Solid trends for Google
The Nomura team noted that trends in Google’s core Search business are healthy as pricing across all devices has shown improvement. Recently Merkle RKG reported an increase of 12% in Search spend on Google for U.S. customers in the second quarter. However, that’s still a year over year deceleration of about 100 basis points.
IgnitionOne reported a 69% increase year over year on mobile devices and a 5% increase on desktop. Nomura’s checks also suggest that cost per click across devices continues to grow, especially on mobile devices.

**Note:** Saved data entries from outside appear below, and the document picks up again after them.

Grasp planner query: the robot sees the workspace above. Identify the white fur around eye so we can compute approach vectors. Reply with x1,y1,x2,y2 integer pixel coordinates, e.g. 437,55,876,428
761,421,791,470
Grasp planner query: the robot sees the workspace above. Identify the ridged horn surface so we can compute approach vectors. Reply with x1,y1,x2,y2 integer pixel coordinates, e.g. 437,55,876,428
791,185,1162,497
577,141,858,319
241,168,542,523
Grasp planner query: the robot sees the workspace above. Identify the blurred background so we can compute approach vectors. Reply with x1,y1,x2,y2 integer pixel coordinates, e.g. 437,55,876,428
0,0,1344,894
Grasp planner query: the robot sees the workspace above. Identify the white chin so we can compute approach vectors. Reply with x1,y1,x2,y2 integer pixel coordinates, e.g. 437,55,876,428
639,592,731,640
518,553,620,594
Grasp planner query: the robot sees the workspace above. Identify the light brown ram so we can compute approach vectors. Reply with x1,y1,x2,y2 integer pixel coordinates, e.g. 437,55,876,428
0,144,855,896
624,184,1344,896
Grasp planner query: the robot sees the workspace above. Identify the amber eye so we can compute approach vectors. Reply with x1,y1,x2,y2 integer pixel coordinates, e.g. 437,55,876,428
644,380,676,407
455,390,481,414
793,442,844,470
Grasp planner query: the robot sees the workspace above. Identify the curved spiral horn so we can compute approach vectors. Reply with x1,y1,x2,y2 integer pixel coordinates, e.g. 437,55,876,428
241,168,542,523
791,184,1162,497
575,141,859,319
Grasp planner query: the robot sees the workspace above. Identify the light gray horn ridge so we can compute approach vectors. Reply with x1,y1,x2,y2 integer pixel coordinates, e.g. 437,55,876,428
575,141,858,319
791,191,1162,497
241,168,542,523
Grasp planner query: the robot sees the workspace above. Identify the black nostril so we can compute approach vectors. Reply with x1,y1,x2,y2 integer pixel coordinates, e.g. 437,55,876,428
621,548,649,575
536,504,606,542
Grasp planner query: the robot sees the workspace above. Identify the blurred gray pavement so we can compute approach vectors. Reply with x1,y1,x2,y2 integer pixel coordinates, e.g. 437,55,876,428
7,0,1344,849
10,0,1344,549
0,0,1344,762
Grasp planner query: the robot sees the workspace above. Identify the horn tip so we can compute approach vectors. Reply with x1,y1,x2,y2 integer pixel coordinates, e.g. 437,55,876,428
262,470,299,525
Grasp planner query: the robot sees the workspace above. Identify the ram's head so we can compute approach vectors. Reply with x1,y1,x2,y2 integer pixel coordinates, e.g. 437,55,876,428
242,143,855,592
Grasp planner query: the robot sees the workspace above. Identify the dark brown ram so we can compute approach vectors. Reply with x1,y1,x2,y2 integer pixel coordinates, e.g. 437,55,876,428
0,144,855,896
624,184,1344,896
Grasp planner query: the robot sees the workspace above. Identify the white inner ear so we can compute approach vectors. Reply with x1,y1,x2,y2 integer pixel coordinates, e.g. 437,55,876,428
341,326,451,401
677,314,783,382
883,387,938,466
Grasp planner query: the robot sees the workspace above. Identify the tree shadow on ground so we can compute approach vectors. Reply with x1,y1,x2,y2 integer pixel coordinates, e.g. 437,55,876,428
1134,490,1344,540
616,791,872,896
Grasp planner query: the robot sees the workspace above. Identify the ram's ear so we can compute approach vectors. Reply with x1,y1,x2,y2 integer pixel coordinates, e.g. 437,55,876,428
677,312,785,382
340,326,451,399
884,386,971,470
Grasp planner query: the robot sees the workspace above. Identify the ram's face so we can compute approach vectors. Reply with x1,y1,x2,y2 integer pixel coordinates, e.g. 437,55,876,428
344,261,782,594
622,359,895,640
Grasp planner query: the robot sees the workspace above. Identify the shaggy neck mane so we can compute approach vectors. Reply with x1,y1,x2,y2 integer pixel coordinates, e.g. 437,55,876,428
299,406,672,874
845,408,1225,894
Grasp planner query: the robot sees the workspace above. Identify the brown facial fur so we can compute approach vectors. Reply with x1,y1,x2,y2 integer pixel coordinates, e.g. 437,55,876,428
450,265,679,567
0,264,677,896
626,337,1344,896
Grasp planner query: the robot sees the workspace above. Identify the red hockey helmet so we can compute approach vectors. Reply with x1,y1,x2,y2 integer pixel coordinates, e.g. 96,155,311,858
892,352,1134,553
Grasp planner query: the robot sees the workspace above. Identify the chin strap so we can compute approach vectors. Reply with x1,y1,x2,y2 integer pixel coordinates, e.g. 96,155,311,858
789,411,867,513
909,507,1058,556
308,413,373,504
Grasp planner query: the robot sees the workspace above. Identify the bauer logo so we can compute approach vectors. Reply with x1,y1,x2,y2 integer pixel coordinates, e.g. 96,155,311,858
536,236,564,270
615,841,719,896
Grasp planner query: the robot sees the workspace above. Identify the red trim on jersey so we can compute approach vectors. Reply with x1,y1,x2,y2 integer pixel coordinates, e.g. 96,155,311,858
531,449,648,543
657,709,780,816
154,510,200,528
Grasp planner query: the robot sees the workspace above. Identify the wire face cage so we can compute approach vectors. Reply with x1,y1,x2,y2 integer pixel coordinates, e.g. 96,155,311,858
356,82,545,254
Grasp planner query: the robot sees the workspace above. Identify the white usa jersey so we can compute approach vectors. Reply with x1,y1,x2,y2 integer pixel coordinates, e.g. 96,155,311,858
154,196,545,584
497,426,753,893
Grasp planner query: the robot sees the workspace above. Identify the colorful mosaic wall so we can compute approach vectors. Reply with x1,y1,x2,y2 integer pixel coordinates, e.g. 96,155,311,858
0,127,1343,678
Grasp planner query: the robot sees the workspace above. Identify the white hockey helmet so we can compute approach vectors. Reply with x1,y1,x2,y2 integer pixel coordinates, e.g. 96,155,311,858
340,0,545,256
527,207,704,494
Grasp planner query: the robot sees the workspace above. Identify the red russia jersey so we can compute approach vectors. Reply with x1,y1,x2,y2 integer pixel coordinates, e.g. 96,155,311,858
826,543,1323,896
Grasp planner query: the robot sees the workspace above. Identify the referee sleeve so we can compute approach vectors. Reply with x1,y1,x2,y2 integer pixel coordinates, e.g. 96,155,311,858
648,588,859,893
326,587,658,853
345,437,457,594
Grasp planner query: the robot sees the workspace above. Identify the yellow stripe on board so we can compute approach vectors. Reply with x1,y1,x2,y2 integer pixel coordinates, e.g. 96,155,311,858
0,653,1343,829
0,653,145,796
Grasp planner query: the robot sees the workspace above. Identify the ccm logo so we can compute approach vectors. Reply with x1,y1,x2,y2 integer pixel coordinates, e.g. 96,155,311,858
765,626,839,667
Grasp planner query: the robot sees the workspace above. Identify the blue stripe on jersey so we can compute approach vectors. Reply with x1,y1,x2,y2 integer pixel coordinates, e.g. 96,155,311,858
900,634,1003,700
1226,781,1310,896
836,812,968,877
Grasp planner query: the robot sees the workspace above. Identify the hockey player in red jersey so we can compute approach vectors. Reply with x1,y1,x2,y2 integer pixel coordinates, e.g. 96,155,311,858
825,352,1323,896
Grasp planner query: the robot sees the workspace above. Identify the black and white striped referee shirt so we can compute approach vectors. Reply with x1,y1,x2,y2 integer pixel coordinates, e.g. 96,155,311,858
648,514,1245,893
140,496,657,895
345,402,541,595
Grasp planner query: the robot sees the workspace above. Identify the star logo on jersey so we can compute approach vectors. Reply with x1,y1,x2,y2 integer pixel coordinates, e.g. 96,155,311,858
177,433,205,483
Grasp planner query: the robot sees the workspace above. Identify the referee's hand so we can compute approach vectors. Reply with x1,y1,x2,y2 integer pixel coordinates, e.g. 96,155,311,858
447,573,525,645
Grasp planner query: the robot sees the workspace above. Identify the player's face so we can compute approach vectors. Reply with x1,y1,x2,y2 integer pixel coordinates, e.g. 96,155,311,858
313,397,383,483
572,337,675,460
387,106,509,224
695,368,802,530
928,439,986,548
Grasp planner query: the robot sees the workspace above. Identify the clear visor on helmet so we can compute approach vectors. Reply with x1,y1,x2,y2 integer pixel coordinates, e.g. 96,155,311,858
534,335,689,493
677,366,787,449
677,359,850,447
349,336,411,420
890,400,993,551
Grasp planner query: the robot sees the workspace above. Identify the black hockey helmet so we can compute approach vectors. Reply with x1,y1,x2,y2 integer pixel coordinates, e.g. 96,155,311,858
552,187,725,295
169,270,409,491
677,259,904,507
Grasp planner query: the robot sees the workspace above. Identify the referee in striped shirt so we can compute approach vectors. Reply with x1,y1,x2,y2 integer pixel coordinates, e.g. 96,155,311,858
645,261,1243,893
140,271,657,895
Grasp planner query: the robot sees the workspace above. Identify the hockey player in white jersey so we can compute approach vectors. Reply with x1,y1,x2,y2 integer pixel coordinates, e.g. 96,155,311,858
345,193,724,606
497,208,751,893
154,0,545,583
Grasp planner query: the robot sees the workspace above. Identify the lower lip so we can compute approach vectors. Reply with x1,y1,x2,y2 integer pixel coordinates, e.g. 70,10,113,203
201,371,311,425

What to expect in Google’s earnings report
Bernstein analyst Carlos Kirjner, Ph.D. and his team want more color around the trajectory of search ad revenue growth. Another concern they have is whether Google’s capital intensity is returning to the level it was at before the first quarter of 2013. That’s when the search giant apparently started spending heavily on construction and real estate.
The Bernstein team is expecting Google to post revenue of $17.63 billion overall. They’re looking for $12.21 billion in Google Sites revenue, EBITDA of $6.8 billion, and capital expenditures of $2.29 billion. They’re projecting adjusted earnings of $6.78 per share, which is lower than the consensus estimate for this year but significantly higher than the 2016 consensus estimate.
Bernstein is expecting a headwind of about $1.07 billion due to foreign exchange rates. That’s interesting given a couple of firms’ suggestions that the slightly weaker U.S. dollar could provide a slight tailwind for tech firms’ earnings. For the full year, they expect a negative currency impact of $3.56 billion.
And here’s a look at how Nomura’s estimates compare to the consensus.
Nomura has a price target of $625 per share and a Buy rating on Google. Bernstein rates Google at Outperform with a $700 per share price target.